Myrna LaPlante. Photo courtesy of Native Women’s Association of Canada.

There was an impassioned plea this morning on behalf of all the families of missing and murdered Indigenous women and girls.

The plea came from Myrna LaPlante, whose 78-year-old aunt vanished without a trace 10 years ago. She begged anyone who has information on these cases to come forward, to end the suffering of families and to provide closure.

“We need your help, we need your love, we need your prayers, we need your involvement,” she said. “We need to come together as a country to end these disappearances.”

It was September of 2007 when Emily Osmond LaPlante vanished without a trace from her acreage on the north edge of the Kawacatoose First Nation, which is near Wynyard.

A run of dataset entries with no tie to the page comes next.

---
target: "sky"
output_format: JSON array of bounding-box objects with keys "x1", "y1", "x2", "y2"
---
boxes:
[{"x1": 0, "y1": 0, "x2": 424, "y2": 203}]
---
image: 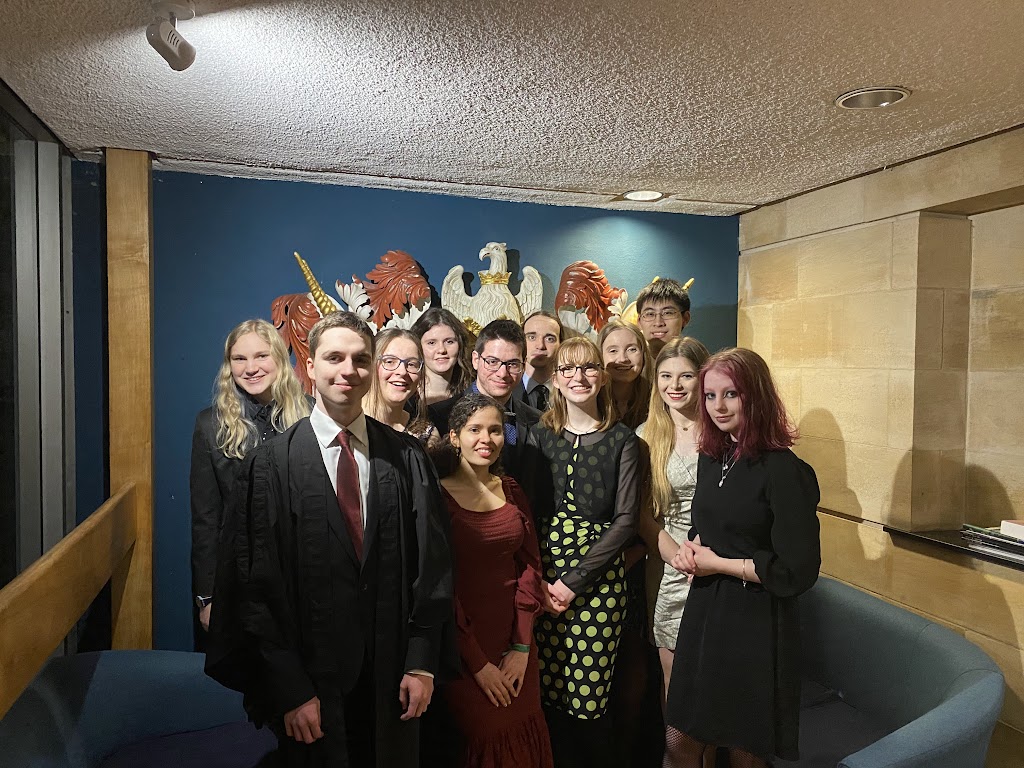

Speaking to the inquiry into missing and murdered Indigenous women and girls, her niece, Myrna LaPlante, talked about the financial and emotional journey the family has been on for the last 10 years.

She says the RCMP searched for three days, then pretty much left it up to the family. Myrna says they have struggled for answers ever since.

“This is our life now, this is the life we live, we try to have a happy family, we try to live a somewhat normal life. Our family has been forever changed by these events,” she said.

LaPlante says she recently heard from the RCMP, who told her the case is still open. She says it was the first time she had heard from them in seven years.

The inquiry is conducting its hearings in Saskatoon this week. This is its only Saskatchewan stop.